The patient was admitted to observation.  Her troponins [Ortho Clinical Diagnostics, Limit of detection is 0.012 mcg/L, 99% reference value ("positive" troponin) of 0.034 mcg/L] were less than 0.012, then 0.015, then less than 0.012.  Since these are all below the 99% reference, and thus they are technically "negative;" however, a detectable rise and fall is suggestive of unstable angina.

The ECG findings were not commented upon by the inpatient team, and the patient technically "ruled out".  After a careful evaluation that did not suggest an ischemic etiology, she was sent home without doing a stress test and with a diagnosis of "reflux."

2 weeks later, the patient presented with the same symptoms, happening 5 times between 6 AM and noon, never lasting longer than 15-20 minutes.  Here was here initial ECG:
This time there are full blown Wellens' T-waves in V2-V5, I, and aVL, nearly diagnostic of a proximal LAD stenosis.  When the patient has pain, it is likely that the artery is briefly closing.

25 minutes later, this ECG was recorded:
There are PVCs, but the Wellens' T-waves have resolved.  This is typical of unstable angina; usually when there is significant infarction, the T-waves will evolve by becoming deeper and more symmetric over many hours' time.  See link below.

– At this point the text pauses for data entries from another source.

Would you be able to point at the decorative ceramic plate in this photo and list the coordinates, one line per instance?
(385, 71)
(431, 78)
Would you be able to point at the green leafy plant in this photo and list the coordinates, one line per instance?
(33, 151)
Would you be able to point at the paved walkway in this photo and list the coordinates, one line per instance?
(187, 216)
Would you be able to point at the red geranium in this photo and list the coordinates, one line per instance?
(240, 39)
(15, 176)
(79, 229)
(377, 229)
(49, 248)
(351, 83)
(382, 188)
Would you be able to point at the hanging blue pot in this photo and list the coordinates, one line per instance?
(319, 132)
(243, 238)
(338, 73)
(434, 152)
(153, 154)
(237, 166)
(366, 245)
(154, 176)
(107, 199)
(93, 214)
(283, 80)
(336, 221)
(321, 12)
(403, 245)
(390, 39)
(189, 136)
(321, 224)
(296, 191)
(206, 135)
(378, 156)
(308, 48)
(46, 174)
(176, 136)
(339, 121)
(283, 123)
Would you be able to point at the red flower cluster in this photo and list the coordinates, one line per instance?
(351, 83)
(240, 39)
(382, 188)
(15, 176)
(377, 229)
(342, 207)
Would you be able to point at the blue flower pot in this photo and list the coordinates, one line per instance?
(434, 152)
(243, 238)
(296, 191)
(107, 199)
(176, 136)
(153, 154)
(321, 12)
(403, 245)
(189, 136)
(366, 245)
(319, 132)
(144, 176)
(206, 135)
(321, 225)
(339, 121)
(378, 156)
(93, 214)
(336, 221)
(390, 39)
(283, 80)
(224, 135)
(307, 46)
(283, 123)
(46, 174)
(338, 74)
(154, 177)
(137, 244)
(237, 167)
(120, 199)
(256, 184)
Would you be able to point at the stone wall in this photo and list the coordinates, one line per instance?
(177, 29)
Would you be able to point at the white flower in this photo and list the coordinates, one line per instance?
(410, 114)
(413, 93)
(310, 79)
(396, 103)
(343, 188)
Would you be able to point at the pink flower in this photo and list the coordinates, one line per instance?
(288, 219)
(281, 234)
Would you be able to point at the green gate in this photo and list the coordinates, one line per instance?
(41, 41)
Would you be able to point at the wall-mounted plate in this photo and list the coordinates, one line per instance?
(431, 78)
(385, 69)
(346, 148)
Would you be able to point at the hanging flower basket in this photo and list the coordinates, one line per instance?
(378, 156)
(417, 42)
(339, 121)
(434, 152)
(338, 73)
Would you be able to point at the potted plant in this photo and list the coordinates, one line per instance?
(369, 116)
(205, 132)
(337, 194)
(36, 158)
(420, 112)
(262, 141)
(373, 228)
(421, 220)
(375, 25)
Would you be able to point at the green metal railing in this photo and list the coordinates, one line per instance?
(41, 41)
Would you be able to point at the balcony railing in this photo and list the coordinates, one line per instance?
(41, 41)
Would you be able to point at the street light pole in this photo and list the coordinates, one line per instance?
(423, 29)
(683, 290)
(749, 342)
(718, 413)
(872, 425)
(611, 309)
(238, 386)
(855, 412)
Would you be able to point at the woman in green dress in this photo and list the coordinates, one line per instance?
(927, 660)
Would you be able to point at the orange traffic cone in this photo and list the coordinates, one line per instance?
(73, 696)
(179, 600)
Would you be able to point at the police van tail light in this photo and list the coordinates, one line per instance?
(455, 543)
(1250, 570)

She was started her on heparin and eptifibatide.  105 minutes later (uncertain whether the patient had another episode of pain that she did not report), the Wellens' T-waves were back.
Wellens' T-waves return

The next day at 7 AM this was recorded:
Wellens' T-waves are again less prominent

Troponins never became "positive:"  The first level was "normal," the second was "normal," then 3rd was 0.021, 4th 0.029, 5th 0.032, never climbing above the 99% reference value of 0.034 mcg/L.

Later that day, the patient underwent an angiogram and had a 95% stenosis of the proximal LAD, and another of the first diagonal off the LAD.  Both were stented.

This is an unusual case of "Wellens' syndrome."  The amount of myocardial infarction (necrosis), as measured by troponin, was so small that the T-waves did not have the typical evolution (T-waves become deeper and more symmetric) seen here:


Instead, the T-waves were dynamic, inverting, then normalizing.  One might be tempted to call these normalizing T-waves "pseudonormalization."  But this term is the name for the becoming-upright of a T-wave when the artery is re-occluding.  See these posts:

In this case, the ischemia is resolving without significant infarction, so that the T-waves truly normalize.

1) Even ACS with negative troponins may be strongly suspected by ECG analysis.
2) Troponin rise and fall, even below the 99th percentile, strongly suggests ACS
3) Dynamic T-waves are an infrequent but potentially important sign of ACS.
4) Unstable Angina is alive and well!  Troponins do NOT rule out ACS.